SmartWay is just one of many programs, large and small, marked for elimination in a "spending plan" drawn up by the agency that "offers the most detailed vision to date of how the 31% budget cut to the EPA ordered up by President Trump's Office of Management and Budget would diminish the agency," as The Washington Post put it in a March 31 story that broke the news of the budget draft.
The plan for "base budget adjustments" is attached to an internal memo penned by EPA Acting Chief Financial Officer David Bloom that is directed to most of the agency's top officials, including the acting general counsel and the acting assistant administrators.
SmartWay is listed in the document as one of 14 "voluntary partnership programs" that EPA wants to do away with simply because the agency claims doing so would help "the effort to better target and prioritize activities related to [EPA's] core environmental statutory requirements."
In other words, SmartWay is not threatened with being axed because it did not do what it was supposed to do — help truck fleets save money by burning less fuel (and, yes, producing fewer greenhouse gas emissions at the same time), which it has been magnificently successful at doing.
To make sure I'm not looking at SmartWay through overly rosy glasses, I asked Mike Roeth, executive director of the North American Council for Freight Efficiency, for his take on the program's impact.
"I do think SmartWay provides a good service to the industry as a verification effort for technologies, primarily tires and aerodynamics," Roeth told me. "It is a voluntary arm of the EPA that has been very engaged with the industry."
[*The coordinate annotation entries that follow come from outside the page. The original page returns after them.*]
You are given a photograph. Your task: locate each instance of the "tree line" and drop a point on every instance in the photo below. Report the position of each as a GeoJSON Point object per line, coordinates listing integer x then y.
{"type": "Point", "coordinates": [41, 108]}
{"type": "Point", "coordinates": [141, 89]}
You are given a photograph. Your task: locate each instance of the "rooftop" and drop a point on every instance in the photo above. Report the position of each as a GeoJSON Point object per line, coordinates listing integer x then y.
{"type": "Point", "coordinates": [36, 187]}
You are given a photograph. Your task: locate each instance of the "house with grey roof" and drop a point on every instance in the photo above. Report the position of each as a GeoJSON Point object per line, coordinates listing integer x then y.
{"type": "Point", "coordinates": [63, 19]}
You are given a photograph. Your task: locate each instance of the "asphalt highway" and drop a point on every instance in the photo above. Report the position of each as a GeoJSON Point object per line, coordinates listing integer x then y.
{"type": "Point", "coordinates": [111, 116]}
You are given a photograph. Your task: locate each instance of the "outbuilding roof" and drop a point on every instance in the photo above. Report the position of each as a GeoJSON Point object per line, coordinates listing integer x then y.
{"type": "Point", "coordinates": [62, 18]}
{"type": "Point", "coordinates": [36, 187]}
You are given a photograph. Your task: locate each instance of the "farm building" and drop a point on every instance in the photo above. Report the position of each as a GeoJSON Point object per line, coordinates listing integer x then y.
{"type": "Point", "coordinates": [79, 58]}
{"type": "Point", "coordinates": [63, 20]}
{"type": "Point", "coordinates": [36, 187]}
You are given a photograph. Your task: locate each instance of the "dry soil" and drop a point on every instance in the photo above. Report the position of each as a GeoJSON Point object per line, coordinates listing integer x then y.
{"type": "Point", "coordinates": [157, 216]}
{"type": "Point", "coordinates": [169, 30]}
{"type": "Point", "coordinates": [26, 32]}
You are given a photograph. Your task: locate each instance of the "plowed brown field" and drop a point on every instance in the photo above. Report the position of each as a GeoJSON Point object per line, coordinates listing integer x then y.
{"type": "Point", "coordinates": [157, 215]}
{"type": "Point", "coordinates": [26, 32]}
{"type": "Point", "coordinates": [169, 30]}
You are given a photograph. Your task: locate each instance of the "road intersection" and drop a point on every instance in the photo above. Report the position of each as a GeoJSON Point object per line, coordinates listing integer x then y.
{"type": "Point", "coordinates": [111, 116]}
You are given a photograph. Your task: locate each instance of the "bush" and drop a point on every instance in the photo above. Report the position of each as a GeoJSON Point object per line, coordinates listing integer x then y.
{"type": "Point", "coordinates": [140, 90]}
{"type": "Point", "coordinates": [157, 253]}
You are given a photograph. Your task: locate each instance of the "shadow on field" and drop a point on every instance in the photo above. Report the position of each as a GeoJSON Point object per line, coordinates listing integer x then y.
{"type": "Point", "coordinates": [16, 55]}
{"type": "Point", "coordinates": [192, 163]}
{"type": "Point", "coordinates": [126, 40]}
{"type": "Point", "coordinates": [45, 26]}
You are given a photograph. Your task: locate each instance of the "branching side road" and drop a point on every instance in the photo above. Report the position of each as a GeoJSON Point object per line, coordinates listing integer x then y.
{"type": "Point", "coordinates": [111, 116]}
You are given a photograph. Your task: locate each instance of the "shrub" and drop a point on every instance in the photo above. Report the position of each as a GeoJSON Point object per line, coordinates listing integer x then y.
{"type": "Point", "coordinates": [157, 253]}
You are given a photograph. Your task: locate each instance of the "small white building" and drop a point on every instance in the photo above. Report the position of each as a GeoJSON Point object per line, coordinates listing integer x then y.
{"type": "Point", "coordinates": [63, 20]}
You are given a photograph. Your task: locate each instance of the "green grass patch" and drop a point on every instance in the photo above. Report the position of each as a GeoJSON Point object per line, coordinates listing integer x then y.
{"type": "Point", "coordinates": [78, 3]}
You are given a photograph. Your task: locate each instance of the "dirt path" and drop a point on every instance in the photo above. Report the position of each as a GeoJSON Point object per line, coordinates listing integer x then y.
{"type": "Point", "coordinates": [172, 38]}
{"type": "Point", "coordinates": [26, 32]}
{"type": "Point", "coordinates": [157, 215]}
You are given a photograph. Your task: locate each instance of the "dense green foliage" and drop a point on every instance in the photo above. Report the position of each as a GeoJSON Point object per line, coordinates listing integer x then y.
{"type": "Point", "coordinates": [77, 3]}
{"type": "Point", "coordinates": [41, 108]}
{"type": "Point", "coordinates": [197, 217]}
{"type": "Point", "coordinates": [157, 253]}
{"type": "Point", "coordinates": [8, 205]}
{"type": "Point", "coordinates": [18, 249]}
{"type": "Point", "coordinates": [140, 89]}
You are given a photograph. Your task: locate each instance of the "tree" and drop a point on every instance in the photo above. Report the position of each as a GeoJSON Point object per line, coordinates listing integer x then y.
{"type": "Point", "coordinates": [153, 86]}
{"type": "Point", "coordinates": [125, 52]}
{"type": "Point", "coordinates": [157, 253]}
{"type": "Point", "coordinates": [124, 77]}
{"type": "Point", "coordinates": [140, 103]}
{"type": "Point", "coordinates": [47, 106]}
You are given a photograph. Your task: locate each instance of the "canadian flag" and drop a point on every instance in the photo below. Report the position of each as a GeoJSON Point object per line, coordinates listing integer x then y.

He did allow that because SmartWay verifies fuel economy benefits, "sometimes that is confused with total cost of ownership of technologies. Fleets, and here is where NACFE comes in, must use the fuel-efficiency gains and look at up-front cost, other benefits and challenges as well as reselling effects to understand the total payback." Roeth added that SmartWay verification is "also woven into the California Truck and Bus rule and somewhat into the EPA and NHTSA GHG rules."
Roeth's take on the program just confirms my view that SmartWay is under the gun simply because its reason for being just doesn't fit into the narrow confines of what President Trump's political appointee EPA Administrator Scott Pruitt sees as the limited mission of EPA: Ensuring only that statutory requirements regarding the environment are met.
Of course, environmental activists are already waging war against EPA over its proposed budget. The essence of their argument is how do you separate efforts to protect the environment — the air we breathe and the water we drink, above all — and efforts to stave off climate change?
That's a fair argument. And it sets up a bitter battle for when Trump's budget finally comes up for consideration by Congress.
What remains to be seen for trucking is whether the industry — fleets and suppliers alike — will band together to lobby Administrator Pruitt to not toss SmartWay away along with those programs his agency regards as nothing more than a drag on American business.
Failing that, trucking's lobbying to save SmartWay will have to move on up to Capitol Hill — where a president's proposed budget more often than not meet its own ax.